CA Paris, 4e ch. B, 24 septembre 1999, n° 1996-15011

PARIS

Arrêt

Confirmation

PARTIES

Demandeur :

ACDC Productions (SARL)

Défendeur :

FR3 (Sté)

COMPOSITION DE LA JURIDICTION

Président :

M. Boval

Conseillers :

M. Ancel, Mme Régniez

Avoués :

SCP Fisselier Chiloux Boulay, Me Olivier

Avocats :

Mes Théry, Le Floch, de Bouchony, de Paillerets.

T. com. Paris, 10e ch., du 14 juin 1996

14 juin 1996

LA COUR statue sur l'appel interjeté par la société ACDC d'un jugement rendu par le Tribunal de commerce de Paris qui l'a déboutée de ses demandes à l'encontre de la société Nationale de Télévision France 3 et l'a condamnée au paiement d'une indemnité de 8 000 F par application de l'article 700 du nouveau code de procédure civile.

ACDC, qui poursuit la réformation intégrale du jugement, indique agir sur le fondement de la concurrence déloyale et du parasitisme et reproche à FR3 d'avoir repris de manière quasi-servile dans des émissions Iktus et Destination Pêche des éléments d'un projet de magazine télévisé intitulé Sur le vif dont M. Nelson Cazeils lui avait consenti l'exclusivité de la réalisation et de l'exploitation par une lettre contrat du 21 octobre 1992. Elle fait grief au tribunal de l'avoir déboutée en retenant que la lettre contrat invoquée ne constituait ni une concession de droit d'auteur ni une convention de coproduction et n'avait connu aucune suite. Elle rappelle qu'elle n'invoque pas de droits d'auteur mais l'atteinte portée à l'option exclusive qui lui avait été accordée.
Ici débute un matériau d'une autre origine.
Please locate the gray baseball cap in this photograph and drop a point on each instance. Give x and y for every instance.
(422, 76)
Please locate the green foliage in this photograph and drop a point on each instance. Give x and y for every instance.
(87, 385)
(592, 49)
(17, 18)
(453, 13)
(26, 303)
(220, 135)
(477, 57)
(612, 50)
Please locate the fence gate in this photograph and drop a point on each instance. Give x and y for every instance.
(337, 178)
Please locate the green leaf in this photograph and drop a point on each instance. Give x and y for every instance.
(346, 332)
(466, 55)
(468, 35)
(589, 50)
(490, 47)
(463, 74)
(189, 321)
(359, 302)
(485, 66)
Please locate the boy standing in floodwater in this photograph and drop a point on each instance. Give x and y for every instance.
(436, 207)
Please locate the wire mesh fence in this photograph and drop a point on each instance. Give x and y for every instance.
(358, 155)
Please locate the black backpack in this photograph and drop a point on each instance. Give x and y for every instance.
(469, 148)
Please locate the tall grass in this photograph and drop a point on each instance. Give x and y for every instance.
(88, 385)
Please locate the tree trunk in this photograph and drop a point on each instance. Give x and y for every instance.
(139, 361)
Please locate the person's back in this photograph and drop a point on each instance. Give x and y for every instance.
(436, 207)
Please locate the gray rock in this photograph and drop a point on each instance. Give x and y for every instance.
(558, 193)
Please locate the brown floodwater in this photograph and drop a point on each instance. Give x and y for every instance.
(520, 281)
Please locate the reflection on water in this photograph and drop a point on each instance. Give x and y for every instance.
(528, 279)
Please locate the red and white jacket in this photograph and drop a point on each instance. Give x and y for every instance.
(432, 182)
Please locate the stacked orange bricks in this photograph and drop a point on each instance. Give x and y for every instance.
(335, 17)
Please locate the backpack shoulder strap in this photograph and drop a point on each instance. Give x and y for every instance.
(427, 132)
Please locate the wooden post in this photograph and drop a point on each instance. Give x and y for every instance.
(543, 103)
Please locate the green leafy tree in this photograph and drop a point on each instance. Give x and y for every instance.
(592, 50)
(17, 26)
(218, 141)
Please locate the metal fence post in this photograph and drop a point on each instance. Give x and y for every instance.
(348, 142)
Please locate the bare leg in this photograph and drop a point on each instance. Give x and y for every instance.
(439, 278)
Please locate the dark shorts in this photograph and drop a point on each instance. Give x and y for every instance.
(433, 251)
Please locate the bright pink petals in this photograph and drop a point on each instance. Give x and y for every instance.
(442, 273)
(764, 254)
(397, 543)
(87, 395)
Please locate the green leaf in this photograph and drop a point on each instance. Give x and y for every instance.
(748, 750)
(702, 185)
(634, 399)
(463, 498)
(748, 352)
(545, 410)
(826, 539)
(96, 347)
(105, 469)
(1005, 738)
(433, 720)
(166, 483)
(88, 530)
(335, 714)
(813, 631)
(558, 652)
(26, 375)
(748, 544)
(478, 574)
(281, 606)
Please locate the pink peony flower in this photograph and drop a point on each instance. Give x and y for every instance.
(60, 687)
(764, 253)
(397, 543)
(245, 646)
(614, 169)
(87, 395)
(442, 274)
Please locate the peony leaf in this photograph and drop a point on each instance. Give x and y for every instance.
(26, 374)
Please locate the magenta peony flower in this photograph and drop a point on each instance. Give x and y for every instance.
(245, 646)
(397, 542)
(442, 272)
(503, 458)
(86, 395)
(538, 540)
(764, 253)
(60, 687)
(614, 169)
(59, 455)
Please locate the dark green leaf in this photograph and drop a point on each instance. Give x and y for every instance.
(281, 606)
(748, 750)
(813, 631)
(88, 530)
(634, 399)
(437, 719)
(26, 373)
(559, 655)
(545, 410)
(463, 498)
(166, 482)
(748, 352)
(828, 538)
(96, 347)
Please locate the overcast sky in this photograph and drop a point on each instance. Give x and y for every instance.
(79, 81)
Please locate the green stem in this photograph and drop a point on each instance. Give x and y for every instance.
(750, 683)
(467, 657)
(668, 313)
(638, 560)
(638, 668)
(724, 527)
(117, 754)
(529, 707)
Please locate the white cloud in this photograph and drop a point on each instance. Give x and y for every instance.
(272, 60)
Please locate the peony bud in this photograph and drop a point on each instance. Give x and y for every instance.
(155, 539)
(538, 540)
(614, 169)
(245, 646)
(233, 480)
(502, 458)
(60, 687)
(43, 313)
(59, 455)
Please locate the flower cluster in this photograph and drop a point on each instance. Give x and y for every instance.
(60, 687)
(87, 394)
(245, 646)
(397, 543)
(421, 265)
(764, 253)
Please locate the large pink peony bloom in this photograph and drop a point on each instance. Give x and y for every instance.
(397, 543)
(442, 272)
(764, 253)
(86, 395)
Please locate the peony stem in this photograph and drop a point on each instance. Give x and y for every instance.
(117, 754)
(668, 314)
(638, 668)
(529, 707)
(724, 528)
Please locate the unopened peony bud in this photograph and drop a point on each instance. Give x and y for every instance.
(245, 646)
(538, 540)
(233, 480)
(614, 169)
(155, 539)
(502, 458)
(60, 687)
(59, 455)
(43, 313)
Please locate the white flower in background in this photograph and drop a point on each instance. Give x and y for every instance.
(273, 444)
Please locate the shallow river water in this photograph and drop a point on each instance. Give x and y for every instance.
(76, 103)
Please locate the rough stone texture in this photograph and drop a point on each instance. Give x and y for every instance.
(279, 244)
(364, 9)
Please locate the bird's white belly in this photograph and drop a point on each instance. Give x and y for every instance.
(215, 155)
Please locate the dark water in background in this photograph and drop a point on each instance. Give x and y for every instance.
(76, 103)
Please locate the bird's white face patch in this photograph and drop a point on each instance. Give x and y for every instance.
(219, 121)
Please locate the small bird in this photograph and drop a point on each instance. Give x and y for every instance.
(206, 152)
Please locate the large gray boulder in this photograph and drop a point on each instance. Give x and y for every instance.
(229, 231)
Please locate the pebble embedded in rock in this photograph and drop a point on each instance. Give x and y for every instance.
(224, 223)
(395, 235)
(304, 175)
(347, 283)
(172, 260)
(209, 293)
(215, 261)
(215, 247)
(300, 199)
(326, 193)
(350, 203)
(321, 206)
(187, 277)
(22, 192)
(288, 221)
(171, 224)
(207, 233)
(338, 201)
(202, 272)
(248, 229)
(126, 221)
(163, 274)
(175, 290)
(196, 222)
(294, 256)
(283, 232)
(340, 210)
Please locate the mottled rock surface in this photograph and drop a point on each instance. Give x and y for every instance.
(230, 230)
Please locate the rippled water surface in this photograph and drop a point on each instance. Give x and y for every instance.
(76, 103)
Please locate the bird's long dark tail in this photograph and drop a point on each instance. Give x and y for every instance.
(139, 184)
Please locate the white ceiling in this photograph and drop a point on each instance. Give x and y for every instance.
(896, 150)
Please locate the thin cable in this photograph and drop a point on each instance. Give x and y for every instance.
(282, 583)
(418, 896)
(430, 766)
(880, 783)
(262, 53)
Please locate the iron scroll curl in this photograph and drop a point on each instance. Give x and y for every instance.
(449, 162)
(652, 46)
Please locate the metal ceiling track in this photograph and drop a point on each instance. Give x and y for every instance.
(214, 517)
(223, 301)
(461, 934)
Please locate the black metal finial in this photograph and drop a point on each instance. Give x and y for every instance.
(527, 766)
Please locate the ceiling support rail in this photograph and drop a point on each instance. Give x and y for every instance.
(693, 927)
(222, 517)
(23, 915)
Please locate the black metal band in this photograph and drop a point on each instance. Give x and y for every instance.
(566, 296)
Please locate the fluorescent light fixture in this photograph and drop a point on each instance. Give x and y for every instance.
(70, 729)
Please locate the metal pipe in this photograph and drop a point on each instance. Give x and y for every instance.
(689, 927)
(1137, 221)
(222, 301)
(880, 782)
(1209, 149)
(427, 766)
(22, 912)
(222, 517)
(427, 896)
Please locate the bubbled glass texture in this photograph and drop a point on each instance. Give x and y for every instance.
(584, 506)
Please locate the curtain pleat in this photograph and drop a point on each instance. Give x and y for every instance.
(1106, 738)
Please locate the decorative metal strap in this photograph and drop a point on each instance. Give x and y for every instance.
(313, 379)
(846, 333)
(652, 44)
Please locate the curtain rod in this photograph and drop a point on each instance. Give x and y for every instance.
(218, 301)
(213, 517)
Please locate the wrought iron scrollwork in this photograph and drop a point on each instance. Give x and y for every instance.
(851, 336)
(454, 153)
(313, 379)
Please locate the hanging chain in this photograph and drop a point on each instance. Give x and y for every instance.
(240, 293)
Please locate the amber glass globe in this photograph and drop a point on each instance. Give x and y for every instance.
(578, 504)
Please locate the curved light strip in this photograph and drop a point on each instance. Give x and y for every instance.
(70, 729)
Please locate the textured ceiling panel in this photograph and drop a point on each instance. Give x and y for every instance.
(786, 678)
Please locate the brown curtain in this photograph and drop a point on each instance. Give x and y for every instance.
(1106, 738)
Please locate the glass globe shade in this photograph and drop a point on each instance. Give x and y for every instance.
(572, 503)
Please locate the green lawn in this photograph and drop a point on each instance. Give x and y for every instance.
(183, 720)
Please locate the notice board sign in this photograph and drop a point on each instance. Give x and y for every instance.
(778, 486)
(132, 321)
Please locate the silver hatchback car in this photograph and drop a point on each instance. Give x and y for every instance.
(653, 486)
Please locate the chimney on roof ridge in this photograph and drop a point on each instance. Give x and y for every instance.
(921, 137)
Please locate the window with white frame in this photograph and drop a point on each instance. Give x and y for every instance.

Elle expose que les agissements de FR3 auraient vidé de sa substance le projet dans lequel elle avait engagé des efforts et des investissements importants et elle réclame que FR3 soit condamnée à lui payer à titre de dommages-intérêts la somme de 6 315 544 F outre intérêts au taux légal ainsi qu'une indemnité de 40 000 F pour ses frais irrépétibles.

FR3 conclut à la confirmation du jugement et demande à la Cour de constater l'irrecevabilité de la demande de ACDC faute d'intérêt pour agir. Elle soutient que la lettre contrat qu'invoque son adversaire n'était qu'un projet qui ne lui transférait aucun droit et n'a pas été formalisé ni exécuté. A titre subsidiaire, elle soutient n'avoir commis aucune faute constitutive de concurrence déloyale et de nature à engager sa responsabilité. Elle réclame en toute hypothèse le débouté d'ACDC et demande que celle-ci soit condamnée à lui payer une indemnité de 30 000 F pour ses frais irrépétibles.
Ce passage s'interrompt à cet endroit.